Qu’est-ce que cela veut dire « préférer Jésus à ses proches », jusqu’à haïr ces derniers (Lc 14, 25-33) ? Comment retrouver l’évangile dans cet impératif, condition d’une authentique suite de Jésus, d’une vie de disciple ? L’exagération est telle que les traducteurs cherchent à l’atténuer. Ils suppriment la haine pour parler seulement de préférence.

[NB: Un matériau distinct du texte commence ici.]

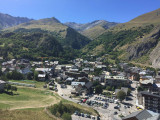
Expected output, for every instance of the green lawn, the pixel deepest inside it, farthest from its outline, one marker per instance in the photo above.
(36, 83)
(28, 103)
(27, 114)
(28, 98)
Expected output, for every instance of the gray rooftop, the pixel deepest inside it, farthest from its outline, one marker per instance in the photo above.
(139, 115)
(1, 82)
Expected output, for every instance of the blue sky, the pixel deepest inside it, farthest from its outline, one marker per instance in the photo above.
(80, 11)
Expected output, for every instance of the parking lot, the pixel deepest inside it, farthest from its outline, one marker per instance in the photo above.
(108, 108)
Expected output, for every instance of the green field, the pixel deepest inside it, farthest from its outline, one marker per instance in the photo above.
(28, 103)
(27, 98)
(27, 114)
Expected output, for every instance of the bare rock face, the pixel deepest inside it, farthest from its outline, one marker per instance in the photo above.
(155, 56)
(7, 21)
(145, 45)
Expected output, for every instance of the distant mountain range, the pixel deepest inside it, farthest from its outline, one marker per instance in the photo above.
(7, 21)
(136, 41)
(92, 29)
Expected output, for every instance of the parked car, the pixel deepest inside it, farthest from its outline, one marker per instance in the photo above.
(115, 113)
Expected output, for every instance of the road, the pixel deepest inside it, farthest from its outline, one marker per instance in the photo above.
(106, 114)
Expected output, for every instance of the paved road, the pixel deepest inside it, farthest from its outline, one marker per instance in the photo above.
(106, 114)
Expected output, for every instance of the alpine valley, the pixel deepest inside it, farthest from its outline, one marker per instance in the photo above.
(137, 41)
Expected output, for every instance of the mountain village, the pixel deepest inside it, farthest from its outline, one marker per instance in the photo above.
(115, 91)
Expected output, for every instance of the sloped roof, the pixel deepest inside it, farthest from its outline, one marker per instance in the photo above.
(139, 115)
(88, 85)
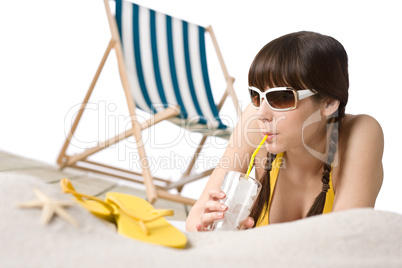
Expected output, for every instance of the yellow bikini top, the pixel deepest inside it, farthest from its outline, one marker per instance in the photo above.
(329, 201)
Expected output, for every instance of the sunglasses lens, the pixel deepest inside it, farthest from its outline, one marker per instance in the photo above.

Mais on n’a jamais intérêt à mettre les questions sous le tapis ; mieux vaut les affronter dans leur énormité. « Si quelqu’un vient à moi sans haïr son père, sa mère, sa femme, ses enfants, ses frères, ses sœurs, et jusqu’à sa propre vie, il ne peut être mon disciple. » C’est énorme !

Pour entendre, il faut situer ces versets comme conclusion de ce qui s’est ouvert au début du chapitre et que nous avons partiellement lu dimanche dernier, la « dernière place ». Si nous choisissons la dernière place, ce n’est pas par mortification ni par humilité. La dernière place est la nôtre, tellement nous sommes de pauvres types, de pauvres filles ; c’est là précisément que Jésus nous rejoint. Plus encore, la dernière place est la sienne, celle qu’il a prise pour nous rejoindre ; c’est là que nous le rencontrons.

Pour voir Jésus, mieux vaut se garder de l’adoration, comme l’on dit, de la spiritualité, comme l’on dit encore, car la spiritualité est une mondanité, très chic d’ailleurs. Et si vous faites une sociologie des adorateurs, vous verrez qu’on n’y trouve guère les pauvres, c’est grandement une dévotion de milieu et je m’étonne que l’on ne s’en étonne pas. Pour toucher, étreindre Jésus, il faut rejoindre les derniers. Pour vivre dans l’Esprit, de l’Esprit, la dernière place nous attend. Ailleurs, l’air est vicié, irrespirable. « Il ne sert à rien que Jésus soit dans le tabernacle, écrivait Maurice Zundel, si nous ne sommes pas nous-mêmes son tabernacle. » Et comment le serions-nous à demeurer ailleurs que lui, à une autre place que la dernière ?

L’exigence de haine des siens et de sa propre vie se comprend comme une expression frappée, une formule choc, hyperbole des objurgations à rejoindre la dernière place.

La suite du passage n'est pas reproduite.